Savunma Bakanlığı, Şubat ayında yaptığı bir açıklamada, yasa dışı yollarla Suriye’den Türkiye’ye girmeye çalışan biri kadın, iki çocuk üç kişinin Reyhanlı’da yakalandığını söylemişti.
Aynı açıklamada, yakalananlar arasında olan 26 yaşındaki kadının “mavi bültenle aranan IŞİD’li bir terörist olduğunun belirlendiği” ifade edilmişti.
Ardern, düzenlenen kabine toplantısının ardından yaptığı açıklamada, “Yeni Zelanda bu kararı çok da kolay almadı. Uluslararası sorumluluklarımızı ve çocukların da dahil olduğunu düşünerek bu vakaya özgü detayları değerlendirdik” dedi.
Yeni Zelanda basınına göre, kimliği açıklanmayan kadın hem Yeni Zelanda hem de Avustralya vatandaşlığına sahipti. Ancak daha sonra Avustralya söz konusu kadının vatandaşlığını iptal etti.
Ailesinin kadın henüz altı yaşındayken Avustralya’ya yerleştiği belirtildi. Kadının 2014 yılında Avustralya pasaportunu kullanarak Suriye’ye geçtiği tespit edildi.
Ardern, daha önce konuyla ilgili yaptığı açıklamada, Avustralya’nın vatandaşlık iptali kararının doğru olmadığını söylemişti.
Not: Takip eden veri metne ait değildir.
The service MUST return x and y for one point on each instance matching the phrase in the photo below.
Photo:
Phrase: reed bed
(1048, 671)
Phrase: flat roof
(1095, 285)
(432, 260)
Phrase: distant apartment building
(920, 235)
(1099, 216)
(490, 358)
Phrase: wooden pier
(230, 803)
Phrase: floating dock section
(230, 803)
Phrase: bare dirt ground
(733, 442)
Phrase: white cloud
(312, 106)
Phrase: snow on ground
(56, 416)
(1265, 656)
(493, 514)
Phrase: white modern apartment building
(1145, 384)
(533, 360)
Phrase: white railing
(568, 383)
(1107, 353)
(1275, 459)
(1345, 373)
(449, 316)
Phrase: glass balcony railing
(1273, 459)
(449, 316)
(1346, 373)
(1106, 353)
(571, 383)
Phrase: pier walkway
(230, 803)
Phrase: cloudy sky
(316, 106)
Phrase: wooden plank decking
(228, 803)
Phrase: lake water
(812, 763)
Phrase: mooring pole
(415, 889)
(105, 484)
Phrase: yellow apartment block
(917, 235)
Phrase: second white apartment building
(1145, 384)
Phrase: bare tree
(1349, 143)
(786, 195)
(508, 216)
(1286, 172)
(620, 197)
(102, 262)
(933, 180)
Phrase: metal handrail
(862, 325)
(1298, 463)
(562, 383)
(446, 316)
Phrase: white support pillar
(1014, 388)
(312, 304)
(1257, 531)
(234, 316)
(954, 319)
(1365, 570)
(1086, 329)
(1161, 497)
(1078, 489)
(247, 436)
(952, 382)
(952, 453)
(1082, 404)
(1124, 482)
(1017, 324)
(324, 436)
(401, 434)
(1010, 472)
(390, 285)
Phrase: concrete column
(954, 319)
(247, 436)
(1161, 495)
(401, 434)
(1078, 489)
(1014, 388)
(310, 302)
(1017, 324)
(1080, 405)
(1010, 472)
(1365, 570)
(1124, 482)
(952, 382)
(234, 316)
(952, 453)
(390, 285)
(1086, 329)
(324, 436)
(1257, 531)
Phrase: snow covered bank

Ardern bugün kabine toplantısının ardından yaptığı açıklamada da, “Daha önce de ifade ettiğimiz gibi, bir terör örgütüyle bağlantılı olduğundan şüphelenilen herhangi bir Yeni Zelandalı’nın Yeni Zelanda yasalarına göre yargılanmasının beklenmesi gerekir. Ancak bu konu artık emniyet güçlerinin yetki alanında” diye konuştu.